Entre las cuales estaban María Magdalena, y María la madre de Jacobo y de José, y la madre de los hijos de Zebedeo.

57

Y como fué la tarde del día, vino un hombre rico de Arimatea, llamado José, el cual también había sido discípulo de Jesús.

58

Éste fué á Pilato, y pidió el cuerpo de Jesús.

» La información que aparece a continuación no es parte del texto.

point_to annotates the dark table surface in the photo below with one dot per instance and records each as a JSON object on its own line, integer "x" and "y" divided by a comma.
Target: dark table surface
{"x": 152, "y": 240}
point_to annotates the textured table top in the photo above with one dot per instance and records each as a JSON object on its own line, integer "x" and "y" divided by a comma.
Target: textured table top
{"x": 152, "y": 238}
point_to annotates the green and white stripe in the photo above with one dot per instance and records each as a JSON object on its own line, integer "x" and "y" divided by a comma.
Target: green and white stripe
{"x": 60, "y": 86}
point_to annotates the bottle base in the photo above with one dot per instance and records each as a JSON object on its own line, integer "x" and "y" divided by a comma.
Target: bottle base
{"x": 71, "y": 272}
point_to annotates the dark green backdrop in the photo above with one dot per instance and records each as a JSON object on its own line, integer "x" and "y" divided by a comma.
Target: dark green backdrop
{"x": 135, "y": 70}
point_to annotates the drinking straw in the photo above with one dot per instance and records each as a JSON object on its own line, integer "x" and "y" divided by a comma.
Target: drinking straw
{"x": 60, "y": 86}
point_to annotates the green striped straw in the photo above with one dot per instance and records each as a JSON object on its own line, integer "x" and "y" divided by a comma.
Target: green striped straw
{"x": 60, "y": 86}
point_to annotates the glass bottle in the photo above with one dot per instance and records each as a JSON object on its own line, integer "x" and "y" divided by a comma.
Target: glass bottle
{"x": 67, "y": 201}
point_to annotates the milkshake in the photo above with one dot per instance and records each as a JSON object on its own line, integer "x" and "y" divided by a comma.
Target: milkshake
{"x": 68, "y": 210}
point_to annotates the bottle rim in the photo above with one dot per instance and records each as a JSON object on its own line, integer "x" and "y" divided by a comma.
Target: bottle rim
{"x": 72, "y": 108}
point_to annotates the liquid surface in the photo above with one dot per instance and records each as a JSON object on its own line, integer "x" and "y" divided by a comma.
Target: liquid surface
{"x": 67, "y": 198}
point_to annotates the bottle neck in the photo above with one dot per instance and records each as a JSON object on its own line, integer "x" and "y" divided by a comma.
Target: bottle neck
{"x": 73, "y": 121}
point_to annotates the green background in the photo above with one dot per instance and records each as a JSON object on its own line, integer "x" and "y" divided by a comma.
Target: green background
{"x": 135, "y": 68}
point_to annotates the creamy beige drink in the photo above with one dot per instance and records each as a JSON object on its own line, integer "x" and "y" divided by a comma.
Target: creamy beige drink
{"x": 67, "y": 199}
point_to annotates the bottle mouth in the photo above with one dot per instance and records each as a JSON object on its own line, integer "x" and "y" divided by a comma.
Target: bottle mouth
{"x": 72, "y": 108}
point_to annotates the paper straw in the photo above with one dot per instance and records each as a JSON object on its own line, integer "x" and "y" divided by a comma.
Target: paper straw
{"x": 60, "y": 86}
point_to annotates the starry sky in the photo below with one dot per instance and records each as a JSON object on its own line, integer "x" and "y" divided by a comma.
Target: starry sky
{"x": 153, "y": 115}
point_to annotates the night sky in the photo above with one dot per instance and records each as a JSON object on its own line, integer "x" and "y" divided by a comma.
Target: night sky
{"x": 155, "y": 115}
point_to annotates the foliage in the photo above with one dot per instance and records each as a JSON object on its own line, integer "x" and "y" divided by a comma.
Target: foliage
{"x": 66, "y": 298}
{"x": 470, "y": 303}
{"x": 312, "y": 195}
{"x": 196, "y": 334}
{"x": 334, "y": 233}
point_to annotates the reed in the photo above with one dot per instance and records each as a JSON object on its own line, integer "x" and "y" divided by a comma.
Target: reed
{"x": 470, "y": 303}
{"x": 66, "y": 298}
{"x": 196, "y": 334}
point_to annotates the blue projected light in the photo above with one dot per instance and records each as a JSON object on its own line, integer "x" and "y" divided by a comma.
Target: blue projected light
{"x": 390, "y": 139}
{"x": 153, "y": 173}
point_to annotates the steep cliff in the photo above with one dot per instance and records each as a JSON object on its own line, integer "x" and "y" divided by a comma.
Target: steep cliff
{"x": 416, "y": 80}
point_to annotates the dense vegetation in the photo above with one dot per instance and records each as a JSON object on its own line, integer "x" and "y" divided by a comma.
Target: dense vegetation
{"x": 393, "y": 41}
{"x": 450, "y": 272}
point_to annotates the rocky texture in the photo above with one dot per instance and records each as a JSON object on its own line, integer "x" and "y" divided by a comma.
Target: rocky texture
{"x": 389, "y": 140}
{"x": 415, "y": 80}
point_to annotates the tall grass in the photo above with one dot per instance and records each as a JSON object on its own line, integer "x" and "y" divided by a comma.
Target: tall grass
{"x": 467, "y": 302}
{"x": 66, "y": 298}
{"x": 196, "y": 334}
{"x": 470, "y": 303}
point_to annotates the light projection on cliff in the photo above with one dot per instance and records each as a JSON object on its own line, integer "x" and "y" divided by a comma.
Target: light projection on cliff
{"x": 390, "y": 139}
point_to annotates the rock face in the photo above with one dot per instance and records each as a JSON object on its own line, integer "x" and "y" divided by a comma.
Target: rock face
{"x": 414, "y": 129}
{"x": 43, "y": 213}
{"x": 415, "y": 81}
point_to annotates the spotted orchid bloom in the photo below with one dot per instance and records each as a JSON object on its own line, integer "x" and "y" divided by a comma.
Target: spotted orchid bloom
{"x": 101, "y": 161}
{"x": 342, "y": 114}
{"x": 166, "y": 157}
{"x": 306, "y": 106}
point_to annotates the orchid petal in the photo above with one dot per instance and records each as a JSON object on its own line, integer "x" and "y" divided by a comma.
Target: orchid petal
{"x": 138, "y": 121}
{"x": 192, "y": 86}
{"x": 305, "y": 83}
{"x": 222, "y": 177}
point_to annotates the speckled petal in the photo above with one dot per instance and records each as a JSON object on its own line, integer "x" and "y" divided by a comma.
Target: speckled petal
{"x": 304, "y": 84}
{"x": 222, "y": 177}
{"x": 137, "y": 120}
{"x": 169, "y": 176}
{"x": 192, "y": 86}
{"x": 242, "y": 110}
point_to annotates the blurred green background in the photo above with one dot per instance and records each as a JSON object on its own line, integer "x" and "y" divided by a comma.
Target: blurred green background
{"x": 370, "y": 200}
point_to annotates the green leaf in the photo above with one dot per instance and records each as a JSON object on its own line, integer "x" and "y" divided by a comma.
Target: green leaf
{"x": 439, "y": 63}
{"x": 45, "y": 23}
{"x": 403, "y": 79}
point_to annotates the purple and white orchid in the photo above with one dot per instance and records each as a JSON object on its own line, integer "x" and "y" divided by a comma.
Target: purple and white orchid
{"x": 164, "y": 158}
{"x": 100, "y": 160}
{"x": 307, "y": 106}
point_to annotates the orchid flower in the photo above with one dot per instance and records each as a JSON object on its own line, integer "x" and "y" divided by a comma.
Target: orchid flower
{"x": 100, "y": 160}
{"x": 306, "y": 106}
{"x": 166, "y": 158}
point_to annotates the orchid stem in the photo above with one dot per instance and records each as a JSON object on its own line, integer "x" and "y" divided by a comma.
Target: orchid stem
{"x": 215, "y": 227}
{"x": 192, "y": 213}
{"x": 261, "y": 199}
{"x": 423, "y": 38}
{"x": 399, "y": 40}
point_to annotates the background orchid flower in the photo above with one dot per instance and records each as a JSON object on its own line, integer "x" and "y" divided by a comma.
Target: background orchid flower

Entonces Pilato mandó que le fuese dado el cuerpo.

59

Y tomando José el cuerpo, lo envolvió en una sábana limpia;

60

Y lo puso en su sepulcro nuevo, que había labrado en la peña; y revuelta una grande piedra á la puerta del sepulcro, se fué.

61

Y estaban allí María Magdalena, y la otra María, sentadas delante del sepulcro.

62

Y el siguiente día, que es después de la preparación, se juntaron los príncipes de los sacerdotes y los Fariseos á Pilato,

63

Diciendo: Señor, nos acordamos que aquel engañador dijo, viviendo aún: Después de tres días resucito.

64

Manda pues asegurar el sepulcro hasta el tercer día, porque no vengan sus discípulos de noche, y le hurten, y digan al pueblo: Resucitó de los muertos; y será el postrer error peor que el primero.

65

Y Pilato les dijo: Ahí tenéis la guardia; id, aseguradlo como sabéis.

66

Y ellos fueron, y aseguraron el sepulcro, sellando la piedra, y poniendo la guardia.